WaPo’s Jason Rezaian humbled by efforts to win release from Iran
Washington Post journalist Jason Rezaian said it was humbling to learn of efforts to free him during his imprisonment
Washington Post journalist Jason Rezaian, in his first public appearance since his release by Iran, said Thursday it was humbling to learn of efforts to free him during his imprisonment.
“For much of the 18 months I was in prison, my Iranian interrogators told me that the Washington Post did not exist, that no one knew of my plight, that the United States government would not lift a finger for my release,” a teary-eyed Rezaian said at a dedication ceremony for the new Washington Post headquarters.
“Today I am here in this room with the very same people who helped prove the Iranians wrong in so many ways,” he said. “Knowing the lengths you all went to keep my story alive is truly humbling.”
Rezaian was among four prisoners freed in Iran earlier this month, hours before world powers sealed a deal with Iran on its nuclear program. In return, the U.S. pardoned seven Iranian prisoners and dropped charges against 14 other Iranians.
Rezaian received a standing ovation from the crowd gathered for the dedication, which included U.S. Secretary of State John Kerry and Post owner Jeff Bezos, who according to Rezaian “gave me a ride home to freedom.”
Kerry, who had been scheduled to speak at the ceremony for some time, said the event was “particularly sweet for everybody now that Jason is home.”
Kerry said Rezaian’s imprisonment “gnawed at us because we sensed the wrongfulness” of it. And he noted that the day of Rezaian’s release was “one of the days that I enjoyed the most as secretary of state (but) was also one of the most nerve-racking.”
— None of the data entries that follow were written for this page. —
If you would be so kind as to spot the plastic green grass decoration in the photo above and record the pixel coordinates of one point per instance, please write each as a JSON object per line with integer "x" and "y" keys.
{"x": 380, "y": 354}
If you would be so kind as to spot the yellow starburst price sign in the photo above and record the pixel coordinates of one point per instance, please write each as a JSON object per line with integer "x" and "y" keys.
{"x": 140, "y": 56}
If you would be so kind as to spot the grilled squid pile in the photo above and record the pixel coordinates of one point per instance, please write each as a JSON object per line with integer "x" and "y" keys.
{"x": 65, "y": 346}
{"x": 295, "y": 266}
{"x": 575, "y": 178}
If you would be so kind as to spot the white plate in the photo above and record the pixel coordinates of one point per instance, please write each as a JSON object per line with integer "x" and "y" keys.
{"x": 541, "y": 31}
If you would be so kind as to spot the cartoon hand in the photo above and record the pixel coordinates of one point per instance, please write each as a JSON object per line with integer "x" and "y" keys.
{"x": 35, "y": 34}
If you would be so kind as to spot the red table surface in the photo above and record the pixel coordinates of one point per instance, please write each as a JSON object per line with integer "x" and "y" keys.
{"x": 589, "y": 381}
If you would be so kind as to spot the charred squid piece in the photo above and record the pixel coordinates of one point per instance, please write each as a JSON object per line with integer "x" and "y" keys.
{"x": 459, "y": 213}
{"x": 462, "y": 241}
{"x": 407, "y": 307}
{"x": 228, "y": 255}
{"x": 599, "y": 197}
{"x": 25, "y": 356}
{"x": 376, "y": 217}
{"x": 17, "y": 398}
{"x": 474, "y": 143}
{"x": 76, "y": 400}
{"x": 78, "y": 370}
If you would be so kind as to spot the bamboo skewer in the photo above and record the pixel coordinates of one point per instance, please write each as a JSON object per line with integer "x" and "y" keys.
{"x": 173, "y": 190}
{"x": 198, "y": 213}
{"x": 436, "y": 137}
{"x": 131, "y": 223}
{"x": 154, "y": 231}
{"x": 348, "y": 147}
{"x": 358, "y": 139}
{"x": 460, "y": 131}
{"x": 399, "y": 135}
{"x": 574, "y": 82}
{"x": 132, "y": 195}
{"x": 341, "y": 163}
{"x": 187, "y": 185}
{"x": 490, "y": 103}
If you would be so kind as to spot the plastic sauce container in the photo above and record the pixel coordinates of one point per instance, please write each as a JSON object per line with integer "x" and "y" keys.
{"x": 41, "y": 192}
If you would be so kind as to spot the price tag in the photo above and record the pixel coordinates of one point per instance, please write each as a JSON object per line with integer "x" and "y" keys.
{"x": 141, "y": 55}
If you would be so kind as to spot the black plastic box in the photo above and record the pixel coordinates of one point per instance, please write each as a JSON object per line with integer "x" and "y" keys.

He was referring to a 25-hour-ordeal in which the fate of Rezaian’s wife Yeganeh Salehi and his mother Mary was not known - a snag which could have derailed the prisoner exchange.
Kerry said Rezaian’s captivity underscored the dangers faced today by journalists, who are increasingly targeted for their reporting around the world.
In the Vietnam War era, Kerry said, journalists faced dangers more from accidents or crossfire. But now things have changed.
“Journalists then were rarely hunted, today they are,” he said.
“In our era, roughly two-thirds of the reporters who die violently are killed not in spite of their profession but because of it,” Kerry added.
Kerry said the U.S. would keep up efforts to ensure the safety of journalists around the world as part of a longstanding tradition defending a free press.
“To those who try to intimidate or imprison reporters, we need to stand up and say loud and clear that committing journalism, reporting on the truth, is not a crime,” he said. “It is a badge of honor. It is a public service.”